Word annoyance: Spell checking duplicate species names

August 17, 2010

In my current contract, I’ve been editing hundreds of environmental science reports. Many of these reports contain Latin names of species, families, genera, etc. And some reports have thousands of these Latin species names.

So that I’m not continually faced with these when I run a spell check over each document, I’ve added many to my custom dictionary so that Word doesn’t tell me these Latin words are spelling errors.

However, Word does not deal with duplicate Latin species names very well. For other spelling errors, there’s an Ignore All option, but not when there’s a duplicate word.

For example, when Word’s spell checker comes across Rattus rattus (the Latin name for the Black Rat), Caretta caretta (Loggerhead Turtle), and the like, it flags the first word as an unknown word.

I add it to the dictionary so that it’s not flagged again. But now Word skips to the next word (rattus in the example above) and flags that as not in the dictionary either because it’s a lower case variation. So I add it to the dictionary too.

Then Word won’t automatically skip to the next word as it now flags the second word (the one I just added to the dictionary) as a repeated word. The only option I have is to Ignore OnceIgnore All (which is what I really want for this scientific name) is grayed out and is not available for me to click.

So even after adding both forms of the word (initial capped and lower case) to the dictionary, Word still flags the second word as a duplicate EVERY time and I have no other choice except to click Ignore Once. As many of these scientific reports I’m editing use LOTS of Latin names and repeat many of them throughout the document, that’s an awful lot of time I waste just clicking Ignore Once on the repeated word, which is a very legitimate repeated word in species nomenclature, by the way.

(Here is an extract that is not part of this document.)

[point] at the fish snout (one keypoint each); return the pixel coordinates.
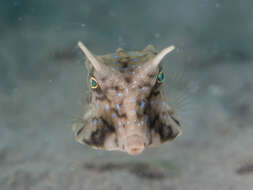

I tried adding the two words together to the dictionary but that made no difference either. Word continues to flag the second word as a repeated word. After I’ve clicked Ignore Once several hundred times in a document, I get pretty annoyed with this limitation.

Microsoft could improve the spell checking functionality to deal with things such as Latin names by any of the following:

  • Provide an ‘Ignore All’ option for a repeated word.
  • Allow two- and three-word scientific names or phrases to be added to the dictionary — and recognize them. This could be expanded to other ‘words’ like email addresses that Word sometimes wants to flag as incorrect, either in part or as a whole. If a short phrase is added to the dictionary, then Word should treat it as a correctly spelled word every time.
  • Add an option to the Spelling & Grammar options to ignore italicized words. We can tell Word to ignore uppercase words and those containing numbers — why can’t we choose to ignore those in italics too?
  • Add an option to the Spelling & Grammar options to ignore case variations of a word. For example, if I add Rattus to the dictionary and have the ‘ignore case variations’ option checked, then I shouldn’t be told that rattus/rAttus/RAttus etc. are new words. This option should be used with caution, but it should be up to the user to decide whether to use it or not. Currently, case variations (except all upper case) are treated as new words and are not ignored.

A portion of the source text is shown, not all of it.